日本学術会議の推薦候補を任命するよう求めます

 

 2020年10月1日から任期が始まる日本学術会議(以下、同会議)の新会員について、同会議が推薦した会員候補105人のうち6人の任命を菅義偉内閣総理大臣が拒否したことが明らかになりました。

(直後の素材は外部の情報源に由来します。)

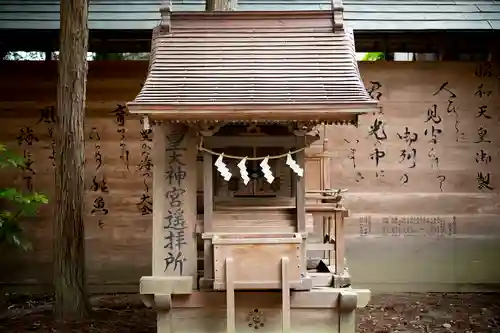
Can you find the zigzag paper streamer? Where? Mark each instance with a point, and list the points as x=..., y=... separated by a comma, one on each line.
x=266, y=169
x=222, y=168
x=294, y=166
x=243, y=171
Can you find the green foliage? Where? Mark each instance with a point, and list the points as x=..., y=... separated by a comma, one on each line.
x=374, y=56
x=16, y=205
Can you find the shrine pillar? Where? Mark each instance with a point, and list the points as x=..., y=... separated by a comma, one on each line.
x=174, y=259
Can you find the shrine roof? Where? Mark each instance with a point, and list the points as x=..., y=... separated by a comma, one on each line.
x=254, y=66
x=362, y=15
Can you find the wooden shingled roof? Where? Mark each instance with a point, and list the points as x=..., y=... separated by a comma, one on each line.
x=278, y=66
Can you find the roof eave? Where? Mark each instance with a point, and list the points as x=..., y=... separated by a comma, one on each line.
x=338, y=112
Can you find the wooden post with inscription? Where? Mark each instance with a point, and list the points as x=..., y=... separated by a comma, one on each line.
x=250, y=116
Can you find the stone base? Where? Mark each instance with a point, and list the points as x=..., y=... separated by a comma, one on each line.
x=321, y=310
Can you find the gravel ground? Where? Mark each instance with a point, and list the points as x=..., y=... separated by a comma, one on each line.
x=395, y=313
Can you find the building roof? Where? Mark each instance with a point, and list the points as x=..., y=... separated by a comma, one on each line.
x=254, y=66
x=360, y=15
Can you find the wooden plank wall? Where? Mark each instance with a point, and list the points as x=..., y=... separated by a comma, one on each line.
x=421, y=219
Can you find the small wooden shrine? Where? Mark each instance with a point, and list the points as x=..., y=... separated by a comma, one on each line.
x=245, y=92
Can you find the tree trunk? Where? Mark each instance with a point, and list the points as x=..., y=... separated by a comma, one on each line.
x=220, y=5
x=69, y=242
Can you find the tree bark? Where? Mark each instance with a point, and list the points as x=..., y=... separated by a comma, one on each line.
x=220, y=5
x=69, y=239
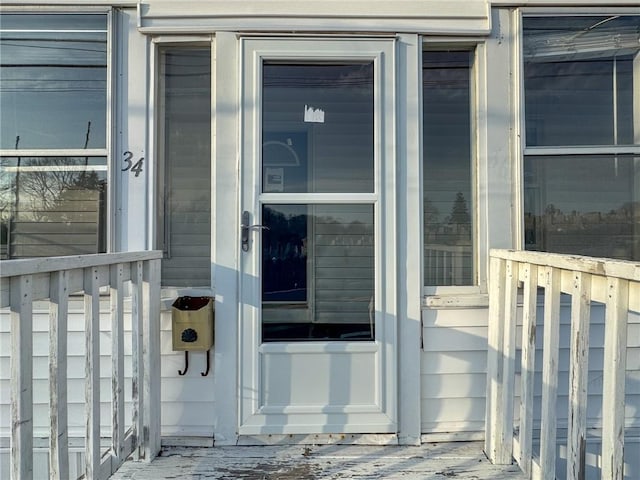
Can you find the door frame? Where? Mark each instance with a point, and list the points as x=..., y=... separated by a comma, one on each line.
x=374, y=360
x=406, y=149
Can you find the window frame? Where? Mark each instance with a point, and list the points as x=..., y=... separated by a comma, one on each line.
x=524, y=151
x=157, y=218
x=478, y=125
x=110, y=108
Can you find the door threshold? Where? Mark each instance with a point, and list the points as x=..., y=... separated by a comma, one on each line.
x=320, y=439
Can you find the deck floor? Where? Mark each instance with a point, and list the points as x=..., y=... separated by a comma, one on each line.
x=464, y=460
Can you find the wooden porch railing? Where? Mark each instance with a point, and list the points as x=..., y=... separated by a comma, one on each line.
x=55, y=279
x=616, y=284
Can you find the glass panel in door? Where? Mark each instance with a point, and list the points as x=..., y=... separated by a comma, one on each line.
x=318, y=127
x=317, y=272
x=318, y=259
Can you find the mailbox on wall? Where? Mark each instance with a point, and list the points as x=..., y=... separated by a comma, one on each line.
x=192, y=323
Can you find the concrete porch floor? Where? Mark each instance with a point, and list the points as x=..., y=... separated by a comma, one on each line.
x=464, y=460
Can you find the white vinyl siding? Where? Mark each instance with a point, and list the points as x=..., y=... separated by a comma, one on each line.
x=454, y=370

 同会議の会員の選考権限を持つのは、日本学術会議法上、同会議だけです(第七条二項、第十七条※1)。内閣総理大臣による任命拒否は、法律の明文規定に反する違法行為です。日本学術会議法第七条二項には「推薦に基づいて、内閣総理大臣が任命する」と規定されており、憲法第六条一項の「天皇は、国会の指名に基いて、内閣総理大臣を任命する」の「基いて」と同義であると指摘されているところです。内閣総理大臣には同会議会員を選考する権限はありません。

 今回の任命拒否は、政府から独立した日本学術会議への不当な圧力、介入です。日本国憲法第二十三条で保障された「学問の自由」※2を侵害しており、憲法違反に当たります。

 法治国家である日本において、内閣総理大臣の違法行為がこのまま放置されることがあってはなりません。学術や科学的知見は自由な研究・言論活動が保障される中で発展を遂げてきました。私たちは、科学的知見に基づいて医療を行う医師の立場から、同会議新会員の任命拒否による「学問の自由」の侵害に強く抗議します。菅義偉内閣総理大臣に対し、同会議の推薦候補でありながら任命されなかった6人を、速やかに日本学術会議会員に任命するよう求めます。

以上


※1 日本学術会議法
第七条2 会員は、第十七条の規定による推薦に基づいて、内閣総理大臣が任命する。
第十七条 日本学術会議は、規則で定めるところにより、優れた研究又は業績がある科学者のうちから会員の候補者を選考し、内閣府令で定めるところにより、内閣総理大臣に推薦するものとする。

※2 日本国憲法 〔学問の自由〕
第二十三条 学問の自由は、これを保障する。